Sin embargo, es sabido que no basta pertenecer a cualquiera de los segmentos a los que, a guisa de ejemplo, se ha hecho alusión anteladamente, sino que es preciso, para recibir la protección del derecho fundamental a la seguridad personal, que el riesgo al que éstas u otras personas se vean enfrentadas sea excepcional, característica específica relacionada con su magnitud, al punto que quien lo padece no esté jurídicamente obligado a tolerarlo, por lo que es del resorte de las autoridades hacer valoración de la situación concreta, a efectos de determinar si el mismo posee tal intensidad.

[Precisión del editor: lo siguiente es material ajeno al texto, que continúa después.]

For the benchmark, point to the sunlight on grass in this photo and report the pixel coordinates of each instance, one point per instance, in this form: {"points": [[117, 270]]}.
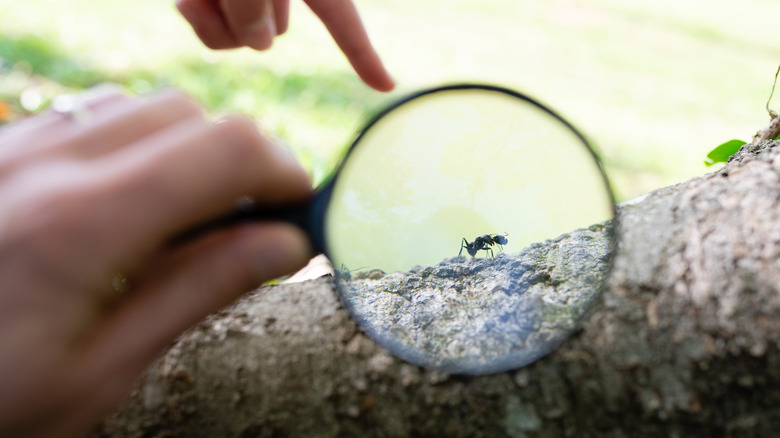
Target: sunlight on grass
{"points": [[655, 85]]}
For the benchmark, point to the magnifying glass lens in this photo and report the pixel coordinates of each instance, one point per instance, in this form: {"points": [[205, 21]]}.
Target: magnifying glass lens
{"points": [[469, 229]]}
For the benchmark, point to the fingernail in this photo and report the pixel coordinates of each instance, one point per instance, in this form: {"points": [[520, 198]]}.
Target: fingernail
{"points": [[260, 35]]}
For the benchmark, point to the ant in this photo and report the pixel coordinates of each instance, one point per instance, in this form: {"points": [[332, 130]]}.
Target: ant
{"points": [[484, 243]]}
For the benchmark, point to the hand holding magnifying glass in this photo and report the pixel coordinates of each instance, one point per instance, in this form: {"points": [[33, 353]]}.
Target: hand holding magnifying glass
{"points": [[473, 168]]}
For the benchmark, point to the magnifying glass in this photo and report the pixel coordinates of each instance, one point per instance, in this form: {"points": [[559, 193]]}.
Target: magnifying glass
{"points": [[469, 227]]}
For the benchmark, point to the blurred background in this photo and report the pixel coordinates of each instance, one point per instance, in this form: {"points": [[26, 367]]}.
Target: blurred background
{"points": [[654, 85]]}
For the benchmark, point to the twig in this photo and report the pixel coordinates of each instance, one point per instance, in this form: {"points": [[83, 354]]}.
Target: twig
{"points": [[772, 130]]}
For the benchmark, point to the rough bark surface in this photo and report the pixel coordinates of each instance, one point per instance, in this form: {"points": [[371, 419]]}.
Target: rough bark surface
{"points": [[684, 343]]}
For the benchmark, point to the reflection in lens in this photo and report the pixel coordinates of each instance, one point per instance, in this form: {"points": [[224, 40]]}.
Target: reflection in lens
{"points": [[492, 176]]}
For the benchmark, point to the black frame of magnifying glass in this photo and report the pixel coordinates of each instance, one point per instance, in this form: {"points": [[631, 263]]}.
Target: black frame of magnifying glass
{"points": [[311, 216]]}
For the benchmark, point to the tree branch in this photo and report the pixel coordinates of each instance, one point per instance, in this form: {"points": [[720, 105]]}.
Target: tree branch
{"points": [[683, 343]]}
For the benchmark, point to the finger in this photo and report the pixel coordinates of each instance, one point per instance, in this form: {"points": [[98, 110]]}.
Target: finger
{"points": [[189, 284], [117, 123], [282, 15], [125, 124], [342, 21], [50, 127], [253, 23], [208, 22], [187, 175]]}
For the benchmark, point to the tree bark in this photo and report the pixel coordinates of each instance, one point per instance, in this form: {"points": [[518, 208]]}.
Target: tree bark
{"points": [[684, 343]]}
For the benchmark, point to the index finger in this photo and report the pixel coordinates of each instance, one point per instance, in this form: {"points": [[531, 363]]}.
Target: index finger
{"points": [[343, 22]]}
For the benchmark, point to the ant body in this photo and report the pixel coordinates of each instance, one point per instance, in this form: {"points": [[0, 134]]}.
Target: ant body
{"points": [[483, 243]]}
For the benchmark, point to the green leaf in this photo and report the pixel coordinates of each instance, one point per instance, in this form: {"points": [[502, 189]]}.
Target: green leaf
{"points": [[722, 153]]}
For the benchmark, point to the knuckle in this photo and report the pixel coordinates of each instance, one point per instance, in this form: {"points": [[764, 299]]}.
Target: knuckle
{"points": [[180, 103], [240, 139]]}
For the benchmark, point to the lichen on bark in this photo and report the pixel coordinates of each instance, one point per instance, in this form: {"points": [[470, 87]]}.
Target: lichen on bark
{"points": [[684, 342]]}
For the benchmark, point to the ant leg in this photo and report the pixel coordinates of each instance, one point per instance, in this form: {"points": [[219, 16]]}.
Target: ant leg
{"points": [[463, 246]]}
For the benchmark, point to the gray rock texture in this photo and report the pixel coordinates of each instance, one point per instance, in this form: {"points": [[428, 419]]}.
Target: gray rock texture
{"points": [[684, 343], [484, 315]]}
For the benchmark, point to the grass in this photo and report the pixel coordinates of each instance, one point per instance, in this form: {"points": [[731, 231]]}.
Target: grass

Resulta oportuno indicar que, una vez identificado el riesgo en el grado de excepcional, cuentan las autoridades con un margen de discrecionalidad para adoptar las correspondientes medidas de seguridad, por lo que deben hacer con especial diligencia todo cuanto esté a su alcance, para proveer la seguridad requerida por estos sujetos de especial protección, como manifestación de sus deberes constitucionales esenciales.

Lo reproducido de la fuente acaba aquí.